If all you did was list facts and formulas, you could be replaced by the
Internet--to the extent there are facts on the Internet. But students
learn from you not only "what" but "how." They learn
by watching how you do what you do--the nature of your choices, your way
of talking about your topic, even your hesitations. You are inevitably
not only telling them what you know but referring to how you know it.

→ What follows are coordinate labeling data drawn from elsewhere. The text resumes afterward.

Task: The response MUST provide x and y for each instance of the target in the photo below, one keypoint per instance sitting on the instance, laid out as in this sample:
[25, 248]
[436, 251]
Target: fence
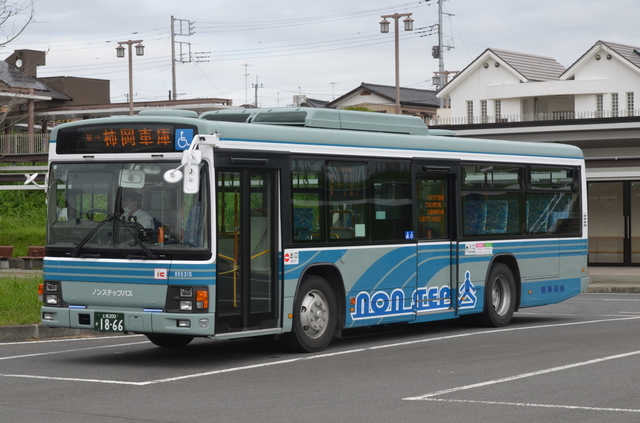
[24, 143]
[532, 117]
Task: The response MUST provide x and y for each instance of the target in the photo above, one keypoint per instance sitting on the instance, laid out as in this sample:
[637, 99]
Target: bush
[19, 303]
[23, 217]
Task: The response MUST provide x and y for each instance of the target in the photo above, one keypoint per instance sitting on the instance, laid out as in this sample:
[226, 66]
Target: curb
[613, 288]
[21, 333]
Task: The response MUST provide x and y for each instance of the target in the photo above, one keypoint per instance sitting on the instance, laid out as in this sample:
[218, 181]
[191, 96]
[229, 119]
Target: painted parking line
[432, 395]
[309, 357]
[521, 404]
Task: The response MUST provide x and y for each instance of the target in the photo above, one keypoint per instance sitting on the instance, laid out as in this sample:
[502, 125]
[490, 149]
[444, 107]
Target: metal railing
[532, 117]
[24, 143]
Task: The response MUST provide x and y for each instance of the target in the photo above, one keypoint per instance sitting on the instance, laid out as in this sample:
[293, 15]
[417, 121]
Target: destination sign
[138, 137]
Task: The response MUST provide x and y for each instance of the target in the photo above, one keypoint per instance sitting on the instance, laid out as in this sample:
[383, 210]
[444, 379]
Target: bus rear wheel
[314, 316]
[169, 341]
[500, 297]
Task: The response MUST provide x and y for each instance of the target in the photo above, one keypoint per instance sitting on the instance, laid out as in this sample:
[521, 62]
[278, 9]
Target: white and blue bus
[302, 223]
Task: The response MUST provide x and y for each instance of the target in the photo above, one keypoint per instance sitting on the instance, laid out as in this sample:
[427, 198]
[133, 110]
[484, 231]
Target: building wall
[475, 87]
[83, 91]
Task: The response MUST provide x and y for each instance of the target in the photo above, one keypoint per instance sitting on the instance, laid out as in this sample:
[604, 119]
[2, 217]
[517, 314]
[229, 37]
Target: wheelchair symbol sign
[183, 138]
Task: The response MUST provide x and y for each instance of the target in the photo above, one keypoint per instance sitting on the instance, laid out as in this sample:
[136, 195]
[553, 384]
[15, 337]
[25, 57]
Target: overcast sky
[322, 49]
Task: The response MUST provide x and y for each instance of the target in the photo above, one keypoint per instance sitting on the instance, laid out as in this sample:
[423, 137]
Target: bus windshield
[101, 207]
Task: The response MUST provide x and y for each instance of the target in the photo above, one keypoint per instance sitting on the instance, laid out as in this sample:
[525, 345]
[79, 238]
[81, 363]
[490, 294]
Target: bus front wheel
[169, 341]
[500, 297]
[314, 316]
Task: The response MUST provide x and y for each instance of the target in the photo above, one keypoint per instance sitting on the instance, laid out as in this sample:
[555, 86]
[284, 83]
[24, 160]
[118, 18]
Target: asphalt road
[578, 361]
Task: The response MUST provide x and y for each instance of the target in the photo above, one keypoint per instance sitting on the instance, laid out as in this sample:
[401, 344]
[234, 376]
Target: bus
[302, 223]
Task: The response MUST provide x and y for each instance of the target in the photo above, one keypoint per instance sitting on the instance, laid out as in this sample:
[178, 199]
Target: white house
[591, 104]
[504, 86]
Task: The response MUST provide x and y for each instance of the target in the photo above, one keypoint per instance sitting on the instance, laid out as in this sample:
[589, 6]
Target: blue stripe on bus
[123, 272]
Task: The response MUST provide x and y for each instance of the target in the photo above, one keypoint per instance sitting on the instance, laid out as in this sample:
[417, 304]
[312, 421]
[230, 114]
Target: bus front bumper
[193, 324]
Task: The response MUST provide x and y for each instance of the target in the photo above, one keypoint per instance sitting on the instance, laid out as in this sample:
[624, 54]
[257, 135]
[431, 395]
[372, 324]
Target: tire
[314, 316]
[499, 298]
[169, 341]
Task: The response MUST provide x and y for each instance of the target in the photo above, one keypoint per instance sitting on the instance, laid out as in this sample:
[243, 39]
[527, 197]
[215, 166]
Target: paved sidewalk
[623, 280]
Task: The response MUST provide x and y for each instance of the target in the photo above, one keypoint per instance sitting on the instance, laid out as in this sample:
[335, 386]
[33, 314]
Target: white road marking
[521, 404]
[522, 376]
[293, 360]
[67, 351]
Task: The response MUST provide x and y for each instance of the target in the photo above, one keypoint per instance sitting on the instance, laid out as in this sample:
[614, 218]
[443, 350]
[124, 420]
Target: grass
[22, 224]
[19, 303]
[22, 220]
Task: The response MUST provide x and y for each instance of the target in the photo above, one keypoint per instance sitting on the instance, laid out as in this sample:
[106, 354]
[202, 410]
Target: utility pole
[256, 86]
[181, 30]
[440, 52]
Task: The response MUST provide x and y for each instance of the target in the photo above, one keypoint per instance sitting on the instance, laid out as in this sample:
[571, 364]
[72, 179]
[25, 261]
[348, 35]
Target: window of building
[483, 110]
[498, 110]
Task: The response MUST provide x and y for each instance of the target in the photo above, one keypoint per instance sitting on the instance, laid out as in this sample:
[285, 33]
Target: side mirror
[191, 160]
[31, 179]
[131, 178]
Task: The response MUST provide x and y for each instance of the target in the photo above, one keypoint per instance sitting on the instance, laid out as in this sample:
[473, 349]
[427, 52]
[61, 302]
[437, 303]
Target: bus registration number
[108, 322]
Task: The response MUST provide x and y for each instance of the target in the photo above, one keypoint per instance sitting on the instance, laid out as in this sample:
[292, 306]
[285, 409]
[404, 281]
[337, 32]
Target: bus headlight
[202, 299]
[51, 299]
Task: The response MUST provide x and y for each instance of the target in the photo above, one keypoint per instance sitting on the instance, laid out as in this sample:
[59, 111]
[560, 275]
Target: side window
[433, 203]
[552, 203]
[492, 200]
[392, 202]
[348, 216]
[307, 190]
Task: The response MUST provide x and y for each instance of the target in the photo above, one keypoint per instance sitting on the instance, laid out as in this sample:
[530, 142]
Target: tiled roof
[632, 54]
[533, 68]
[408, 96]
[12, 77]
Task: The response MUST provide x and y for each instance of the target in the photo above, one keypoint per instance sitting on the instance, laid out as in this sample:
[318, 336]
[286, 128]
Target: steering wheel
[91, 213]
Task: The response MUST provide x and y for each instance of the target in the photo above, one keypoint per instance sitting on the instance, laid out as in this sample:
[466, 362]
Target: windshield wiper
[75, 251]
[148, 252]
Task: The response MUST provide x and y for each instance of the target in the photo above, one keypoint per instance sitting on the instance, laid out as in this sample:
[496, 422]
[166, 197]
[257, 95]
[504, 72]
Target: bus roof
[343, 128]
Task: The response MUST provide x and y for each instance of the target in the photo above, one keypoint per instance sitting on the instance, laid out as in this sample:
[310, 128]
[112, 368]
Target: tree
[15, 16]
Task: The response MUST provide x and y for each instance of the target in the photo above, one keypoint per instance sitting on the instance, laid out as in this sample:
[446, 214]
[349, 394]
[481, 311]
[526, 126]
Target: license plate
[108, 322]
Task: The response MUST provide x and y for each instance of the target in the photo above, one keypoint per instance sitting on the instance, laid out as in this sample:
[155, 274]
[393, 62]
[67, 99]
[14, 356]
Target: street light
[384, 28]
[120, 53]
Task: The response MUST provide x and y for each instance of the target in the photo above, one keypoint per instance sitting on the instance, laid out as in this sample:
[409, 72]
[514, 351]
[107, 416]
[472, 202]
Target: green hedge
[23, 217]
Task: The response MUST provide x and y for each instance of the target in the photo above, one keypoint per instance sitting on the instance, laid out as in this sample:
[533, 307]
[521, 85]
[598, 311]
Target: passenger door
[435, 183]
[247, 243]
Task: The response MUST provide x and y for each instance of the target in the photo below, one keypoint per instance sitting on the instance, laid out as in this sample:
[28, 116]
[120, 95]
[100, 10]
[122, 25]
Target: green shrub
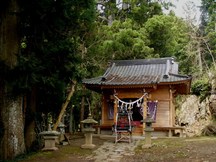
[201, 88]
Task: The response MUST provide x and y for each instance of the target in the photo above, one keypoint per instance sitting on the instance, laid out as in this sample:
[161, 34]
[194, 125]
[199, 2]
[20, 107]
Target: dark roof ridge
[142, 61]
[180, 75]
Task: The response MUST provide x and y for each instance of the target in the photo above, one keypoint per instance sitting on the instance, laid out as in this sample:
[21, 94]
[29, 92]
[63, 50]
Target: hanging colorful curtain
[110, 110]
[124, 106]
[152, 109]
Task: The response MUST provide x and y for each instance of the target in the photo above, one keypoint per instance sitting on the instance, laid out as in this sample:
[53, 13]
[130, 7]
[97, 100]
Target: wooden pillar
[172, 109]
[115, 109]
[144, 111]
[103, 111]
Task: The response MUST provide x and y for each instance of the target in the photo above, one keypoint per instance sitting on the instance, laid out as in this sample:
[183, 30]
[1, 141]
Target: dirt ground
[197, 149]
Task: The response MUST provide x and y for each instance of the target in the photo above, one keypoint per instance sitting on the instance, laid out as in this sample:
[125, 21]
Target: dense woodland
[49, 46]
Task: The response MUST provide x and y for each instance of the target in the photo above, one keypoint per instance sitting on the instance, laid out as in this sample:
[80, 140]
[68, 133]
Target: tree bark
[82, 108]
[11, 108]
[64, 106]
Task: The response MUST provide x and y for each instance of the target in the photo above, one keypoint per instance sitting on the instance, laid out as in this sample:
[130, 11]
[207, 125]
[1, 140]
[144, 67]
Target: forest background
[49, 46]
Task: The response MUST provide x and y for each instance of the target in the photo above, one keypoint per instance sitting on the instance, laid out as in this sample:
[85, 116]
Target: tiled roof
[139, 72]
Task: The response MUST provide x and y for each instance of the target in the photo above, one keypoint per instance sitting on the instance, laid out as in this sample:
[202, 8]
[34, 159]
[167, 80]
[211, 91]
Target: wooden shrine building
[136, 84]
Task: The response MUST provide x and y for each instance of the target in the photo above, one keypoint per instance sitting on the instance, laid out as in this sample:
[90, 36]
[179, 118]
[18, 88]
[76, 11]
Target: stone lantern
[148, 130]
[50, 138]
[88, 131]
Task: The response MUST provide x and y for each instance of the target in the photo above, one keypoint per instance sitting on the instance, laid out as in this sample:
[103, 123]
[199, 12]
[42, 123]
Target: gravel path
[111, 152]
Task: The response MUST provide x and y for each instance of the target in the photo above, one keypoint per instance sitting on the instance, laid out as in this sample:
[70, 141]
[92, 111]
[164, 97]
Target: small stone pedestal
[88, 138]
[148, 131]
[49, 140]
[88, 130]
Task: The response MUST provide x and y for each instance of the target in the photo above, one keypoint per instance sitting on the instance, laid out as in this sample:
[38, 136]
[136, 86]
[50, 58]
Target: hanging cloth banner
[152, 109]
[123, 105]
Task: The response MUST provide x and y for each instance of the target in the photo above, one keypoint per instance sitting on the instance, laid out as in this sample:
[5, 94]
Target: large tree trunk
[30, 134]
[12, 142]
[11, 112]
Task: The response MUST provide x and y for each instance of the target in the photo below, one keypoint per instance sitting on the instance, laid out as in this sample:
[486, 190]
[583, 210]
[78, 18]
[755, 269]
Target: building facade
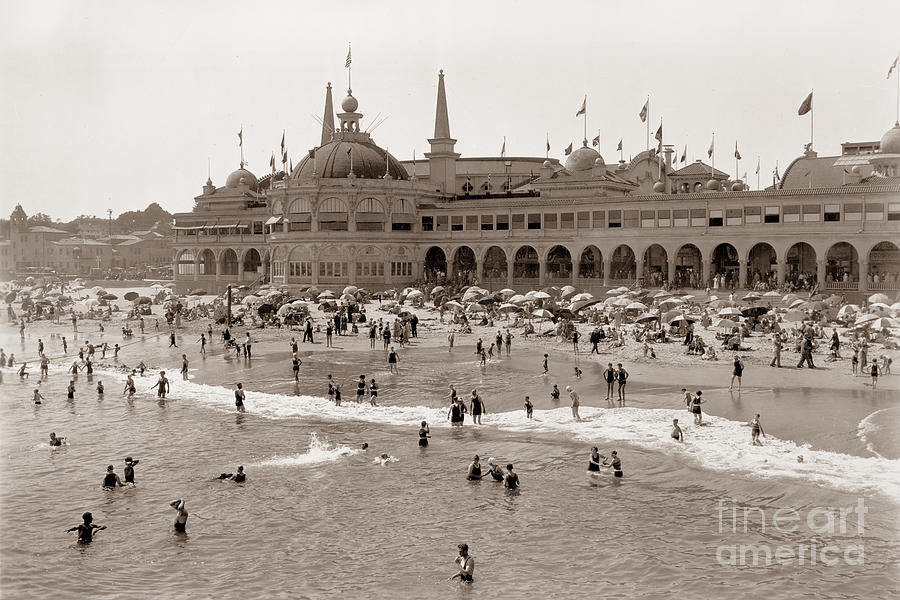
[350, 213]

When you stand in front of a group of learners, you are not just giving
them information (even though the information you have to give may save
their lives or mine). You are also preparing them for the day when you
will not be there to inform them--when they have to have their own set
of "hows," when they have to do the work of investigation on
their own authority instead of borrowing someone else's. And although,
thank God, the things I teach about are not matters of life and death
for my students, the role of authority in our work is the same. Professors
do not become authorities by reading about other people's research and
then telling students what other persons claim. We are authorities because
we do the research ourselves and we understand the nature of expert claims
from the inside. Your job, if I understand it correctly, is even more
complex, since you are expected to know and practice law enforcement itself
and also to study and to teach the academic fields that can be said to
bear on it. I am not in a position to be a medieval French person and
to talk about medieval life as I live it--although I am also, by definition,
a language teacher and it is not a good idea to try to teach French without
actually spending a lot of time in France.
What
faculty inside the universities and out have to concentrate on is the
training function in which we serve as models. Making ourselves superfluous
is a delicate and paradoxical business. It involves several essential
principles that are present in all advanced teaching situations whether
the people around us are told what we are doing or not. What research
does is make that presence, and those principles, visible and available
to anyone who wants to see. When we teach, we are teaching principles
that go beyond what we are writing on the board or informing students
about. One of the great discoveries made in the science of mind in our
century is the degree to which every statement about the world is also,
simultaneously, inevitably, the expression of a set of principles, or
ideas, that we already have, and that are built into what we say. An influential
myth about teaching claims that it is somehow something separate from
research, somehow separate from the job of thinking and writing about
the things we teach. But we are expected here, and in other places similar
to the University of Virginia, to do both the thinking and the teaching
at once, because doing both at once is true to the way our minds actually
work. When we inform students, then, we are really informing them about
how we ourselves think, openly or not. I have argued endlessly during
my career for being open and not opaque about it, because my experience
has shown me that a teacher who is not paying attention to the principles
beyond the principles is sending a confusing message. The questions we
and the public need to ask--and they are absorbing and exciting questions--are
questions about the quality of the research, not about the necessity for
its presence and not about its usefulness.